There is a theory in relation to documentary films that notwithstanding any original intention in relation to the purpose of the film, if the director comes across something interesting, as it were by the by, then he should follow the "interest", rather than the "purpose". Given the documentary style of the film I think the same comments apply. There was so much in the film which was really critical to an understanding of "how and why" which was simply shown without any explanation or real understanding – so it seems to me. During the earlier scenes Marty Baron is informed that he is expected to meet with the Cardinal Archbishop, as previous editors have done. Quite apart from the fact that Baron is Jewish, that the paper should feel the necessity of his meeting the Cardinal, seems extraordinarily strange. The action takes place in the early 21st-century and the really substantial changes of Vatican II were taking place from about 1965 onwards.
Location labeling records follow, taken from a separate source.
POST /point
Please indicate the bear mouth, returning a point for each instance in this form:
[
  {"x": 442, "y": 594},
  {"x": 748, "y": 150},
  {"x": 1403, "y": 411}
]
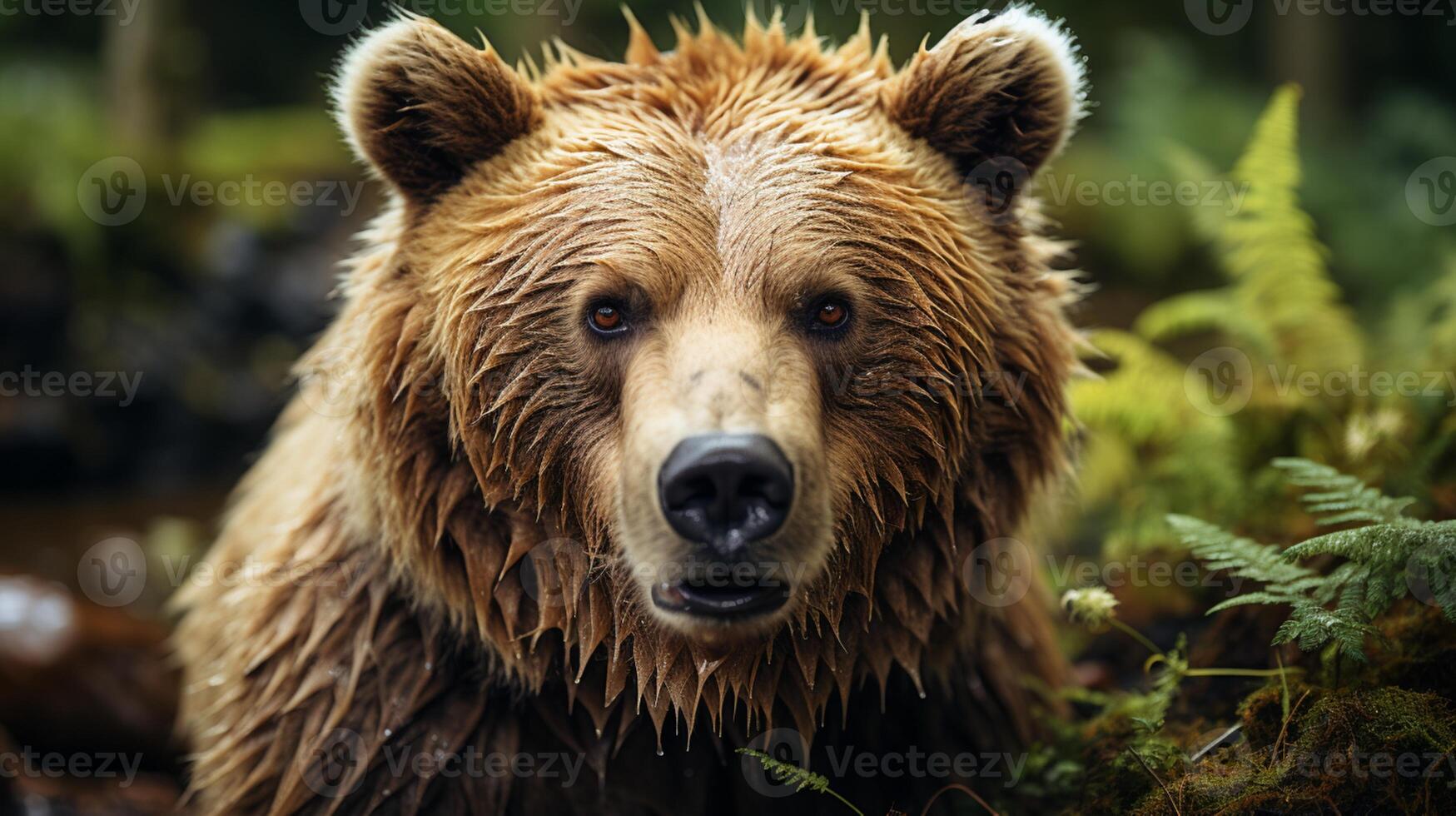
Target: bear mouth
[{"x": 718, "y": 600}]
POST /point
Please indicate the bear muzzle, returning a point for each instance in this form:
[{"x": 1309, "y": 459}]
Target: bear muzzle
[{"x": 725, "y": 493}]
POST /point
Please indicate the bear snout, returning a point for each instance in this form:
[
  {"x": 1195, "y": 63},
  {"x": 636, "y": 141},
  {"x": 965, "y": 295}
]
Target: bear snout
[{"x": 725, "y": 491}]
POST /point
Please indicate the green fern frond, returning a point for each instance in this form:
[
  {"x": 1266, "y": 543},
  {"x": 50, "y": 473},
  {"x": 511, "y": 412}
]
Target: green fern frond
[
  {"x": 791, "y": 774},
  {"x": 1242, "y": 557},
  {"x": 1384, "y": 561},
  {"x": 1339, "y": 499},
  {"x": 1310, "y": 627},
  {"x": 1281, "y": 303}
]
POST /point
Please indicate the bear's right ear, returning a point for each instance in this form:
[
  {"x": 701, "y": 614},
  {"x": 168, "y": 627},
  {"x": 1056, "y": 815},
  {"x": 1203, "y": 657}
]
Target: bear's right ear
[{"x": 421, "y": 105}]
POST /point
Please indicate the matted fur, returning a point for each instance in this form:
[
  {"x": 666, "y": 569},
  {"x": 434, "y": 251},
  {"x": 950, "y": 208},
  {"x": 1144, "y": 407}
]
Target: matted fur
[{"x": 440, "y": 495}]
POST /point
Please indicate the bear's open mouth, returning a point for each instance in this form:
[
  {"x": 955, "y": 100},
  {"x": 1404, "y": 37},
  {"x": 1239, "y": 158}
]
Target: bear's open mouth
[{"x": 717, "y": 600}]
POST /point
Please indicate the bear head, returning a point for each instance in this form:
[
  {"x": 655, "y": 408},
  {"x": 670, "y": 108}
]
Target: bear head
[{"x": 692, "y": 353}]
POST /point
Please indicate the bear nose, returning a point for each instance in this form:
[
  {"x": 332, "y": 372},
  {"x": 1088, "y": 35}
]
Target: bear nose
[{"x": 725, "y": 490}]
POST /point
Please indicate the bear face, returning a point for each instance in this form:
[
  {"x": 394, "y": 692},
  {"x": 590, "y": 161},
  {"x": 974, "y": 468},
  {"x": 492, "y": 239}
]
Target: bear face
[{"x": 721, "y": 324}]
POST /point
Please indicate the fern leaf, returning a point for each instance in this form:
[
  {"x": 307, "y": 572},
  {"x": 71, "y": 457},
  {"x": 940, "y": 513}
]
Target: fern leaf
[{"x": 1341, "y": 499}]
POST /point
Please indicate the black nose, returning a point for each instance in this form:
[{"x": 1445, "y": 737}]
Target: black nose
[{"x": 725, "y": 490}]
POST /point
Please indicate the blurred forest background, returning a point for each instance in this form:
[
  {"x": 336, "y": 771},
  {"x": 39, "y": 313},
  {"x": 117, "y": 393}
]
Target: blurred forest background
[{"x": 208, "y": 303}]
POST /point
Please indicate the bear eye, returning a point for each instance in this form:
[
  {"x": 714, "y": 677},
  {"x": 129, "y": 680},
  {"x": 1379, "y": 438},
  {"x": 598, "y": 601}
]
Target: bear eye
[
  {"x": 829, "y": 315},
  {"x": 606, "y": 320}
]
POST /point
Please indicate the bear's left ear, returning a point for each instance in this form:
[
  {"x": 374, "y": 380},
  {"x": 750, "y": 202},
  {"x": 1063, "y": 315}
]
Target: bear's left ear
[
  {"x": 995, "y": 87},
  {"x": 421, "y": 105}
]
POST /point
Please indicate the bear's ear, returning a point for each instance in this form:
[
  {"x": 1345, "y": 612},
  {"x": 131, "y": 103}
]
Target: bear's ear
[
  {"x": 421, "y": 105},
  {"x": 993, "y": 89}
]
There are plenty of cities with a large Catholic population: Sydney, London, et cetera. It really is hard to conceive that a Catholic prelate should have such power. Equally that he, Cardinal Law should be so emotionally insensitive (as he is portrayed in the film) as to offer Marty Baron a "guide to the city of Boston" which is a copy of the catechism of the Catholic Church. Similarly the covering up of the depredations of the clergy is facilitated by police and a singularly large number of lawyers. That they would cover-up predators over long periods of time and multiple offences, certainly is beyond my experience of Catholic life. This seemed to me to be more interesting than the detail in fact shown, because I genuinely cannot imagine this systemic cover-up in the lay community, pretty much anywhere. Because it is largely unexplained – and it is mystifying – it drew more of my attention.

I should also note that in the main the film is not anti-Catholic. It makes only passing judgement on predatory priests, indicating that they are emotionally stunted. It makes clear that those involved in the cover-up, are certainly to blame but it certainly does not draw a harsh judgement over the entire Church, even though the final scene it lists dioceses where predation has taken place and the list seems to run to many hundreds if not thousands.

Lastly having grown up with cinema and with the depiction of "America" as substantially New York on the East Coast and Los Angeles or San Francisco on the West, it is always welcome to see a "provincial" city like Boston displayed in its neighbourhoods and suburbs – far less glamorous than the usual glamorous reality. Not all the production took place in Boston itself. Some scenes were in Hamilton Ontario, but looked nonetheless convincing to me.